Please subment your jokes with/about Chuck Norris!
u know, i do not read chuck norris jokes, so, how do i erase this thing off my profile then???
One day a college proffessor was greeting his new college class. He stood up in front of the class and asked if anyone in the class was a moron, and if they were, they should stand. After a minute a young man stood up. The professor then asked thekid if he actually thought he was a moron. The kid replied, 'No, I just didn't want to see you standing there all by yourself'
Chuck Norris doesn't play "hide-and-seek." He plays "hide-and-pray-I-don't-find-you."
Chuck Norris once tried to defeat Garry Kasparov in a game of chess. When Norris lost, he won in life by roundhouse kicking Kasparov in the side of the face.
Although it is not common knowledge, there are actually three sides to the Force: the light side, the dark side, and Chuck Norris.
In fine print on the last page of the Guinness Book of World Records it notes that all world records are held by Chuck Norris, and those listed in the book are simply the closest anyone else has ever gotten.
Contrary to popular belief, there is indeed enough Chuck Norris to go around.
There is endless debate about the existence of the human soul. Well it does exist, and Chuck Norris finds it delicious.
Chuck Norris invented Kentucky Fried Chicken's famous secret recipe, with eleven herbs and spices. But nobody ever mentions the twelfth ingredient: Fear.
The Great Wall of China was originally created to keep Chuck Norris out. It failed miserably.
Chuck Norris writes half of the jokes on this site, he likes his fans to be informed
In an average living room there are 1,242 objects Chuck Norris could use to kill you, including the room itself.
Chuck Norris can hit you so hard that he can actually alter your DNA. Decades from now your descendants will occasionally clutch their heads and yell "What The Hell was That?"
Chuck Norris once picked a fight with a duck. The duck turned out to have several 10th degree blackbelts, and was the most formidable adversary Chuck Norris ever faced. Funny how random the universe can be.

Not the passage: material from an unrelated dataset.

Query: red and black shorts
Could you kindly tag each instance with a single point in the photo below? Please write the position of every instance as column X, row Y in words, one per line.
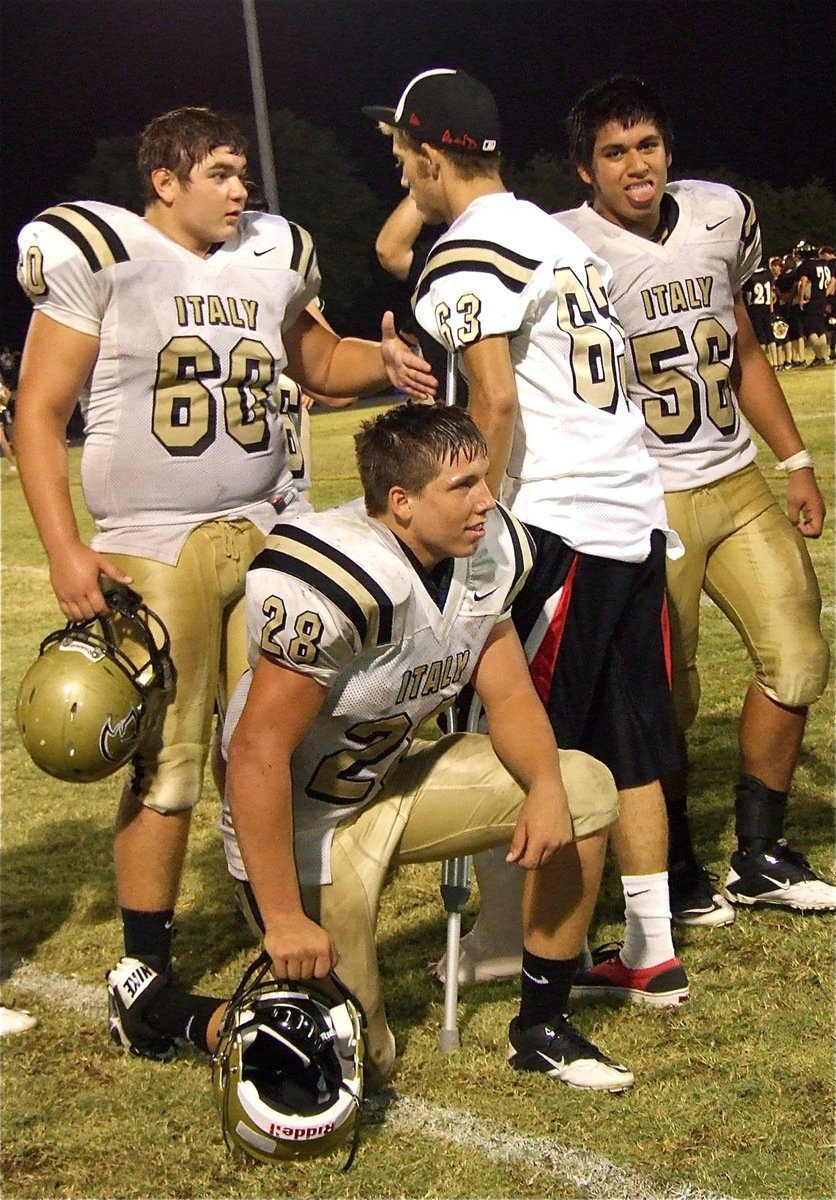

Chuck Norris affects the price of stock quotes and land values. Wherever he is, prices drop due to the danger of a sudden catastrophe. He bought his own home for 30 cents and one roundhouse kick.
What was going through the minds of Chuck Norris' victims before they died? His shoe.
When Chuck Norris gives you the finger, he's telling you how many seconds you have left to live.
If you spell Chuck Norris wrong on Google it doesn't say, "Did you mean Chuck Norris?" It simply replies, "Run while you still have the chance."